Durante l'esecuzione, al login il client richiede al naming service di
RMI di poter collegarsi con il server RMI contenuto nel middle tier. In
tale modo viene attivata nel middle tier, con un parametro diverso in funzione
della identificazione avvenuta da parte dell'utente, la classe MiddleTierFactory,
che crea a sua volta un'istanza del MiddleTier con cui il client interagirà
Questo processo
di creazione è sostanzialmente analogo a quello con i socket, rappresentato
in Figura 1. Le comunicazioni esplicite con i socket, rappresentate in
Figura 3, sono ora totalmente trasparenti per il programmatore (a parte
la richiesta iniziale di accesso al server RMI), in quanto avvengono attraverso
i canali interni di RMI, ed il resto del sistema non è cambiato.

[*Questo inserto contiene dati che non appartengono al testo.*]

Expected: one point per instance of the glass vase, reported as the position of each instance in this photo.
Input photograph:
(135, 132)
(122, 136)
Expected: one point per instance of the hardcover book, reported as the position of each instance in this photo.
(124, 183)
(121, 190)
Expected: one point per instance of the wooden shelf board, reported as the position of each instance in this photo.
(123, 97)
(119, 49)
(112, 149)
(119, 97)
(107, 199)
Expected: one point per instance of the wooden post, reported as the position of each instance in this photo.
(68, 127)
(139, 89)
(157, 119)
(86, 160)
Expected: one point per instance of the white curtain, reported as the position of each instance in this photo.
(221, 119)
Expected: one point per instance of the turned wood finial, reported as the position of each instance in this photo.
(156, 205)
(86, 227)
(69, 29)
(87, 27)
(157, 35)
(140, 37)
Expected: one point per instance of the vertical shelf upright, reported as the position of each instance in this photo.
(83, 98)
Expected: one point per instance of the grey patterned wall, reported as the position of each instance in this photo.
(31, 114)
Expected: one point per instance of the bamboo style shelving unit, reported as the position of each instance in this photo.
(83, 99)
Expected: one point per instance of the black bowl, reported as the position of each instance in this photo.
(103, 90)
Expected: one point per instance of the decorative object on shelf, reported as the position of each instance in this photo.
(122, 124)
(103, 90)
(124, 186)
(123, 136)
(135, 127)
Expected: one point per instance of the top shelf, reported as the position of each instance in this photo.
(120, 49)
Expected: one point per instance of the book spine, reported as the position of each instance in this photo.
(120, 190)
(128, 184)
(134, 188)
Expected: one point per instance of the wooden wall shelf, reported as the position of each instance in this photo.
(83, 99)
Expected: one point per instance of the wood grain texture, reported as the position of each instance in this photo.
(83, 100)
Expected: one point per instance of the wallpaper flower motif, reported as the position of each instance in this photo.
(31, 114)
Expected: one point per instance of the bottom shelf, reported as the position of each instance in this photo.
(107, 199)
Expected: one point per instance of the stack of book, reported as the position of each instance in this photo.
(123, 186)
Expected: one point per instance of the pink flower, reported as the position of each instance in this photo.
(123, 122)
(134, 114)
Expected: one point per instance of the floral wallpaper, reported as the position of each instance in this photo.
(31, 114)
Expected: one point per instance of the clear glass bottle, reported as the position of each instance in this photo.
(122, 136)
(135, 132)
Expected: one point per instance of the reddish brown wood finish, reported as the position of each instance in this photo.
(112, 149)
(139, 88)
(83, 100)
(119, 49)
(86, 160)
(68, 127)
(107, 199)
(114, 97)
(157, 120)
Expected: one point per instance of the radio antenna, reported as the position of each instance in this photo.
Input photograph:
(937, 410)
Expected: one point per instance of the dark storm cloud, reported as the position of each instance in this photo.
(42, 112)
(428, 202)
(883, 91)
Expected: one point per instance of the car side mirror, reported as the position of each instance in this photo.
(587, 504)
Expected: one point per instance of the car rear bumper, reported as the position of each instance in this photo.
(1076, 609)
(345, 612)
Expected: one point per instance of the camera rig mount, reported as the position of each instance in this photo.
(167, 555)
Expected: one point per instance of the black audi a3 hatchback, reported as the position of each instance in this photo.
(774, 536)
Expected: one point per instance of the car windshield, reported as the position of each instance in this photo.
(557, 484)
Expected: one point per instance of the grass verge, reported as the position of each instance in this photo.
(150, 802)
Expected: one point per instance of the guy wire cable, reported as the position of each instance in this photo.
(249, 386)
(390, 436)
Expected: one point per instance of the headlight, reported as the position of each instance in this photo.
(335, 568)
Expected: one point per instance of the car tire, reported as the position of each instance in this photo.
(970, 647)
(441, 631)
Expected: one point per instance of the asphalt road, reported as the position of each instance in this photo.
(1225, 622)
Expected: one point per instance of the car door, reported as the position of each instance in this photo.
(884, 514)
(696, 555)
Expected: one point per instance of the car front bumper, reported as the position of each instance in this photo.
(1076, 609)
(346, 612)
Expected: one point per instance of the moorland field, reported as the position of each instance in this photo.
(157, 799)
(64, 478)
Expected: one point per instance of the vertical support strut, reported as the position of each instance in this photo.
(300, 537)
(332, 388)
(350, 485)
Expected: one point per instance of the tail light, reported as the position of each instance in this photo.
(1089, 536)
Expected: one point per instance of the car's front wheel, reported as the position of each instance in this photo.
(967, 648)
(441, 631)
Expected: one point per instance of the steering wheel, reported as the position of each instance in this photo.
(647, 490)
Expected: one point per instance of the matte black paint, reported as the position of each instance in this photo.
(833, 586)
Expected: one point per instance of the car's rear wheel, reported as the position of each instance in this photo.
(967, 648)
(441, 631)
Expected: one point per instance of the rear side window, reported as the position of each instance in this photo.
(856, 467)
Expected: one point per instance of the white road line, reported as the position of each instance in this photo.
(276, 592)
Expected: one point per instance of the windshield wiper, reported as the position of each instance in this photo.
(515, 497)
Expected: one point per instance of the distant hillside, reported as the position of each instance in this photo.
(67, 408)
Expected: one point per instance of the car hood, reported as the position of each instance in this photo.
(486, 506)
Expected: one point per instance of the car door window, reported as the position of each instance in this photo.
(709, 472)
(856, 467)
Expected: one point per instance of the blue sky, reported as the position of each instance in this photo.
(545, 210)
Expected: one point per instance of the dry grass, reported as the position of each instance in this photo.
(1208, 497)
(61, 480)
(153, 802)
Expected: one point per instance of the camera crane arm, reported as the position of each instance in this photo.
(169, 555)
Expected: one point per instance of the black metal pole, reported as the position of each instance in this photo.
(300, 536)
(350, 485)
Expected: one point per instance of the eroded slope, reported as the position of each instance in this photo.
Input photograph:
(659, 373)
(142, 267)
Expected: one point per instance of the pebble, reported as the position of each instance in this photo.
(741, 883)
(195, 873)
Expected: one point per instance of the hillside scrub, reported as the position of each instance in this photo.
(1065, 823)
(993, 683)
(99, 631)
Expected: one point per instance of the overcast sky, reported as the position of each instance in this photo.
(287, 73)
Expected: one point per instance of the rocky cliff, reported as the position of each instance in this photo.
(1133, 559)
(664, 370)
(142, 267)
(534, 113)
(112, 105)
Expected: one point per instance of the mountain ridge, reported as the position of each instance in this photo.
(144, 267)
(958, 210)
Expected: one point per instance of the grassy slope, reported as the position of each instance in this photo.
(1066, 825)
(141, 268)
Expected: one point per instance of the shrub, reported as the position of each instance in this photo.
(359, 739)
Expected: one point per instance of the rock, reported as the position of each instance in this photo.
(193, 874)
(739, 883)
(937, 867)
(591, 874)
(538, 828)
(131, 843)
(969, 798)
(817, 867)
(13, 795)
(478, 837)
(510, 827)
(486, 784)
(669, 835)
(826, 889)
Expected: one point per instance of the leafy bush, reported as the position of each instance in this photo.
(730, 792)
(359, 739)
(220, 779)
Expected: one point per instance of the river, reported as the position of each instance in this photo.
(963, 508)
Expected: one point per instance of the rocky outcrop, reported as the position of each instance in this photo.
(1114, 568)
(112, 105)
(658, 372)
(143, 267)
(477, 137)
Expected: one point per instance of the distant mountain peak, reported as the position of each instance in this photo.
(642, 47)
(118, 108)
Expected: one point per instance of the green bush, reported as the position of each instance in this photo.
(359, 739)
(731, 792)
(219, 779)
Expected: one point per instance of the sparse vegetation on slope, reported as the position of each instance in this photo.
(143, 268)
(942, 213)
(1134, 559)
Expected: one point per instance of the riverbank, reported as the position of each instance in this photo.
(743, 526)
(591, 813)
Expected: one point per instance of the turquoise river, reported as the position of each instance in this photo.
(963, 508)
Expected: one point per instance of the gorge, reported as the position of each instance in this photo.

Anche in questo caso il server sfrutta il multithreading nativo di Java
e ottiene ogni istanza di MiddleTier in un diverso thread, garantendo le
migliori risorse alle richieste dei client.
Conclusioni:
confronto RMI/Socket
Nell'applicazione
descritta, essendo la trasmissione centrata sui dati, non si ha una necessità
effettiva di comunicare a livello oggetti, ossia di potere trasferire oggetti
generici o invocare metodi remoti. In generale invece ciò può
essere necessario (o quanto meno molto utile), oppure può essere
una evoluzione naturale al crescere della complessità della applicazione
stessa.
Si è
visto quanto implementare una flessibilità di questo genere costi
in termini di codice, avendo solo a disposizione i socket, mentre RMI facilita
notevolmente questo compito.
RMI dispone
di tutti i meccanismi di marshaling necessari per effettuare il trasferimento
di oggetti oltre che di "semplici" dati. Quindi, se occorre trasferire
oggetti o farli interagire fra loro con metodi, non è necessario
dover scrivere esplicitamente tutti i metodi per l'handling di oggetti
di vario tipo. Il compilatore rmic garantisce la generazione automatica
di stub e skeleton, senza che si debba implementare esplicitamente il meccanismo
di proxy e server. RMI consente sia di trasferire lo stub di un oggetto
presente sul server, sia di trasferire oggetti veri e propri (migrazione
del codice). In generale quindi l'approccio garantito da RMI è molto
più object-oriented: le comunicazioni sono "mascherate" ed il programmatore
vede solo oggetti che interagiscono fra loro; alcuni di tali oggetti sono
dei proxy di oggetti remoti. Esistono però anche alcuni svantaggi.
La comunicazione
esplicita tramite socket è più efficiente: anche dovendo
implementare i metodi per il marshaling di alcuni oggetti, si può
ottenere codice più efficiente, a prezzo però di un notevole
impiego di tempo-uomo per la scrittura di meccanismi che RMI rende già
disponibili. Non appena la complessità dell'applicazione (ad esempio
il numero di classi che devono essere trasferite, e quindi il numero di
metodi di marshaling che devono essere scritti) aumenta, l'uso di RMI può
divenire indispensabile. Il maggiore difetto di RMI è il fatto di
essere solo specifico di Java ([5]). Attraverso i socket si possono
ottenere facilmente comunicazioni fra programmi scritti in diversi linguaggi,
come per esempio Java, C, C++ , mentre con RMI tutti i componenti di una
applicazione distribuita devono essere necessariamente scritti in Java.
Per potere disporre di caratteristiche simili a quelle di RMI a fronte
di componenti scritti in linguaggi diversi, occorre usare CORBA ([5]).